Lichfield, la primera catedral del mundo convertida en centro de vacunación contra la Covid

El templo anglicano se suma a la campaña de inmunización masiva de Reino Unido

Varias personas esperan su turno para ser vacunadas en el interior de la catedral
Varias personas esperan su turno para ser vacunadas en el interior de la catedralCARL RECINEREUTERS

Tiene nueve siglos a sus espaldas, pero nunca como ahora se había convertido literalmente en una sala de curas. La catedral anglicana de Litchfield, a unos 200 kilómetros al noroeste de Londres, se ha transformado hoy en uno de los cientos de centros de vacunación masiva que se han habilitado en Reino Unido para acelerar el proceso de inmunización para ganar la batalla contra el coronavirus.

Centenares de jubilados han recibido la primera dosis de Oxford-AstraZeneca en la nave central, bajo los arcos de punta góticos. “Estamos encantados de poder ofrecer nuestra casa como símbolo de cómo toda la comunidad puede unirse”, asegura Adrian Dorber, deán de la catedral, que ha visto como apenas han bastado un par de días para transformar el edificio en un ambulatorio. “En cuanto nos enteramos en otoño de que se iba a plantear una campaña de vacunación de estas características, no ofrecimos y nos pusimos a organizar para ver cómo se podía materializar”.

Debido a las restricciones de la pandemia, el culto diario se está realizando de forma online por lo que no se verán interrumpidas las celebraciones, lo que permite jugar con más margen de maniobra para que se sigan poniendo inyecciones el tiempo que haga falta. De hecho, no se espera reabrir la catedral hasta dentro de dos meses.

“¡Es el centro de vacunación más glamuroso de toda Gran Bretaña!”, tuiteaba el diputado Michael Fabricant, que recuerda en la red social cómo “en la Edad Medía ya venía gente a curarse aquí y todavía siguen haciéndolo hoy”.
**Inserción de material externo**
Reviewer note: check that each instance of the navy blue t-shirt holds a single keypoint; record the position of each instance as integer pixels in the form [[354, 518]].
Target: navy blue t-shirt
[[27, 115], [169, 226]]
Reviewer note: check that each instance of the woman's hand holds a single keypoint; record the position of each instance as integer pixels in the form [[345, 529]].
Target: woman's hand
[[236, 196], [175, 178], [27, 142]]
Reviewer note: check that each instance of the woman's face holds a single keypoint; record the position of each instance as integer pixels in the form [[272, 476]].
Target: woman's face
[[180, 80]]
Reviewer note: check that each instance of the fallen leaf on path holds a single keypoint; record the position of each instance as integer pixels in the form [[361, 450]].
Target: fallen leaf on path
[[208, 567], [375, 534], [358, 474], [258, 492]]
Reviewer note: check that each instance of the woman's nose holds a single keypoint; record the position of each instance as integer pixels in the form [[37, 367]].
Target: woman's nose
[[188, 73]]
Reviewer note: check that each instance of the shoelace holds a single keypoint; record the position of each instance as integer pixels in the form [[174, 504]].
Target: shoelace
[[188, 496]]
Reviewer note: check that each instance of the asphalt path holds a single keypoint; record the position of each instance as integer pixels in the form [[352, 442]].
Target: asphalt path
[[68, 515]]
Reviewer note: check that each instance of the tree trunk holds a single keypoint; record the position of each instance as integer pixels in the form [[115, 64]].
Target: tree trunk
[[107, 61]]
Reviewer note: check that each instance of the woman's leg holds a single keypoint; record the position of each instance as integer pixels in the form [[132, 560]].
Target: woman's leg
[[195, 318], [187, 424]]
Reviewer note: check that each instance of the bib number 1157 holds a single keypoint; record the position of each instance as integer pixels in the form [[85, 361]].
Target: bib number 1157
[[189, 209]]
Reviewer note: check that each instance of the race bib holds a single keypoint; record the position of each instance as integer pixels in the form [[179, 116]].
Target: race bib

Durante la pandemia no pocos templos han tenido que aparcar su uso litúrgico para transformarse en auténticos “hospitales de campaña”, convirtiendo esta metáfora tan recurrente en el Papa Francisco en realidad. En el caso de los hospitales, capillas convertidas en unidades de cuidados intensivos. En los colegios, transformadas en aulas para garantizar los grupos burbuja y la distancia social entre los alumnos. En pueblos y barrios, parroquias que se han habilitado como almacenes y comedores para salir al quite de las colas del hambre o en dormitorios comunitarios para quienes se han quedado sin techo.